Perhaps the most ambitious work in a solo career festooned with pioneering records, the album relies on the myriad textures and timbres of the human voice. There was a moment of epiphany as regards the record's direction. Picture the scene: Björk, eight months pregnant with Isadora, who is now almost two, is recording her own drum overdubs. Think Meg White with a large bump. Suddenly, it strikes her that what she's doing is superfluous. Beginning a process of aural archaeology, the singer first removes some rhythm tracks, then excavates successive layers of instrumentation until her buried vocal melodies start to glint afresh. At this point, Björk says, she hit on the idea of doing an album almost entirely a cappella. "The only other rule", she adds, "was for it not to sound like Manhattan Transfer or Bobby McFerrin."
Like 2001's Vespertine, Björk's wonderful take on introspection and domestic intimacy, Medúlla's title chimes with its content. "Basically, it means 'marrow' in medical language, in Latin," she says. "Not just your bone marrow, but marrow in the kidneys and marrow in your hair, too. It's about getting to the essence of something, and with this album being all vocals, that made sense.

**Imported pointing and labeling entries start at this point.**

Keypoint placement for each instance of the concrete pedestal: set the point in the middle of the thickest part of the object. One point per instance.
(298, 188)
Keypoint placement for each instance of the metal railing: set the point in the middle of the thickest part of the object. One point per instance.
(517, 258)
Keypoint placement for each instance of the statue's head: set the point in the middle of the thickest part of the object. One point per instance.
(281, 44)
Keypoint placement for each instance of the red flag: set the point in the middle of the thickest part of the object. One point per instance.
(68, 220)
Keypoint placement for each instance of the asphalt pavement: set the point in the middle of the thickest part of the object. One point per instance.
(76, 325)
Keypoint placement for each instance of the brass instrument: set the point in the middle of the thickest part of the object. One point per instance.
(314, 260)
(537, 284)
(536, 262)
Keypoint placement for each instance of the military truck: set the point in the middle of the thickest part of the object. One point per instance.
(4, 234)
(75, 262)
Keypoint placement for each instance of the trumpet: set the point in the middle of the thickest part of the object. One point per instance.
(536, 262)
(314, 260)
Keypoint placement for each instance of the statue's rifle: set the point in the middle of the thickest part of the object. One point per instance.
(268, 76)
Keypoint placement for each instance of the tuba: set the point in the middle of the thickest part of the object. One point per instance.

"Something in me wanted to leave out civilisation," she continues, "to rewind to before it all happened and work out, 'Where is the human soul? What if we do without civilisation and religion and patriotism, without the stuff that has gone wrong?' I was going to call the album Ink, because I wanted it to be like that black, 5,000-year-old blood that's inside us all; an ancient spirit that's passionate and dark and survives."
An entirely a cappella album sounds as if it might outstay its welcome, but Medúlla's eclecticism and cherry-picked guest list helps to make for an absorbing, often thrilling listen. Produced by Björk and recorded in 12 locations, including New York, Iceland, Venice and the Canary Islands, the album has contributions from the Inuit throat-singer Tanya Tagaq Gillis, the Japanese beatbox ace Dokaka, the esteemed Robert Wyatt, Rahzel from The Roots and the former Faith No More front man Mike Patton.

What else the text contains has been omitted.